Issue (i): Whether addition made under section 56(2)(viib) of the Income-tax Act, 1961 on issue and conversion of CCPS to the holding company was sustainable, and whether the assessee's DCF valuation could be displaced by the AO/CIT(A) in favour of NAV.
Analysis: The issue turned on the character of the CCPS issue to existing/holding shareholders pursuant to reorganisation, the legislative object of section 56(2)(viib), and the permissible scope of scrutiny of the assessee's chosen valuation method. The Tribunal noted that the shares were subscribed by the parent and existing shareholders after the demerger scheme, that the capital infusion was not shown to be a device for introducing unaccounted money, and that the downstream investment was made through a regulated and approved structure. It further held that the valuation exercise was carried out by expert valuers and that the tax authorities could examine the valuation for patent defects, but could not replace the assessee's method with a different method merely because they preferred NAV or because later actuals differed from projections.
Conclusion: The addition under section 56(2)(viib) was deleted, and the assessee's challenge to the CCPS-related addition succeeded.
Issue (ii): Whether the management fee adjustment of Rs. 9.21 crore represented taxable income or a mere year-end accounting reversal requiring verification.
Analysis: The Tribunal accepted that the assessee had offered a business explanation for the reversal, namely monthly accruals subject to year-end true-up, but found that the explanation was not supported by adequate documentary material before the lower authorities. Since the basis of the reversal and the annual reconciliation required proper verification, the matter could not be finally decided on the existing record.

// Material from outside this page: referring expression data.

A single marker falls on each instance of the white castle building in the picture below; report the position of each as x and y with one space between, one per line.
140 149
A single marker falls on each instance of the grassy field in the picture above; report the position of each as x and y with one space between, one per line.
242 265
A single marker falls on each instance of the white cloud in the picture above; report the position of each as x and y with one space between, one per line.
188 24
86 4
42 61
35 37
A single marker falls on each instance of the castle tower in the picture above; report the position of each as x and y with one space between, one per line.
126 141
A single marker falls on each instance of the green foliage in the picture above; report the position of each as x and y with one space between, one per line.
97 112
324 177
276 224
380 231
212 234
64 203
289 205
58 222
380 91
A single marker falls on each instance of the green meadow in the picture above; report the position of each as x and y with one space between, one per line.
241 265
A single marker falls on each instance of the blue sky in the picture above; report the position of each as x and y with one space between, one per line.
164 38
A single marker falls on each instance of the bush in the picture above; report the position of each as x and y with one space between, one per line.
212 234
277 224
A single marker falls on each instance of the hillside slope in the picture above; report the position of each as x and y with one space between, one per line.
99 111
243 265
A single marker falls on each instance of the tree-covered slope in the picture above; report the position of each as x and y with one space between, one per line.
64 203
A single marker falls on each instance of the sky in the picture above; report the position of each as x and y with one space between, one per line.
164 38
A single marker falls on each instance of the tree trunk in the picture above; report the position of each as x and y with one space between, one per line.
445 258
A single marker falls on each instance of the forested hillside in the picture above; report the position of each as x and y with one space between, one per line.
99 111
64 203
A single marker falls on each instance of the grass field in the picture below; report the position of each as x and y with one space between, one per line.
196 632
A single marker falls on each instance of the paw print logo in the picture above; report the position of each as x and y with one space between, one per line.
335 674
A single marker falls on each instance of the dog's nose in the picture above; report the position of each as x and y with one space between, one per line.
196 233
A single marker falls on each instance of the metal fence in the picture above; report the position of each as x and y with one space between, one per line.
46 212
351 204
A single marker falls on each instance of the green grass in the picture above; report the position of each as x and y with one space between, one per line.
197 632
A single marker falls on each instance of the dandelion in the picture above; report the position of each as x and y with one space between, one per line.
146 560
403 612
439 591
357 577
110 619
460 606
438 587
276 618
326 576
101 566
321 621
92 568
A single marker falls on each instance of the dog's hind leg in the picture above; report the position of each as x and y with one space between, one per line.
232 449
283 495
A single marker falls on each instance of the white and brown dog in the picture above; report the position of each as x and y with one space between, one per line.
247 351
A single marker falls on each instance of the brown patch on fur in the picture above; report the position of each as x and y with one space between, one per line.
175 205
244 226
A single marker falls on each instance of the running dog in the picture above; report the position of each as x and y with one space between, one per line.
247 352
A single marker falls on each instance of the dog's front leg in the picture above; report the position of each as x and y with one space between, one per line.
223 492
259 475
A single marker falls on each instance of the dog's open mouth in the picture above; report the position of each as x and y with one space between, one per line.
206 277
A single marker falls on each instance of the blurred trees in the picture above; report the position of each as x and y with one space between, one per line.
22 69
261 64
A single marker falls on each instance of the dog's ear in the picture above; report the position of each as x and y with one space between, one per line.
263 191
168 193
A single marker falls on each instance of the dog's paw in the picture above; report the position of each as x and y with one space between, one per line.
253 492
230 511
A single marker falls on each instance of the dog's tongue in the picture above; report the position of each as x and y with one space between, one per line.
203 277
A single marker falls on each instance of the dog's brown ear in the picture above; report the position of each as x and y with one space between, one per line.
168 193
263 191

Conclusion: The issue was restored to the Assessing Officer for verification and fresh adjudication, so the assessee obtained only statistical relief on this ground.
Issue (iii): Whether payments made to MTH were capital expenditure or revenue expenditure, and whether disallowance under section 40A(2)(b) could survive on the footing that the amount was interest.
Analysis: The Tribunal analysed the Master Framework Agreement and the business model and found that MTH rendered transformation and related services, while the capital expenditure on refurbishment and hotel upgrades accrued to the hotel owners or was otherwise embedded in the service arrangement. No capital asset or enduring capital right was acquired by the assessee. It further held that the amount booked as interest was, in substance, consideration for services and assured margin, not interest on borrowed money, so the ad hoc benchmarking exercise under section 40A(2)(b) could not stand.
Conclusion: The Revenue's appeal was dismissed and the deletion of the disallowance was sustained in favour of the assessee.
Final Conclusion: The assessee succeeded on the principal challenge to the section 56(2)(viib) addition and on the Revenue's challenge to the MTH payment disallowance, while the management fee issue was remanded for factual verification; overall, the assessee's appeal was partly allowed and the Revenue's appeal was dismissed.
Ratio Decidendi: Section 56(2)(viib) is aimed at taxing unexplained share premium and cannot be applied mechanically to a bona fide intra-group issue of CCPS supported by expert valuation unless the Revenue demonstrates a legally sustainable defect in the valuation or a colourable introduction of unaccounted money; likewise, the tax authorities cannot substitute their own valuation method or treat service consideration as capital expenditure merely on nomenclature.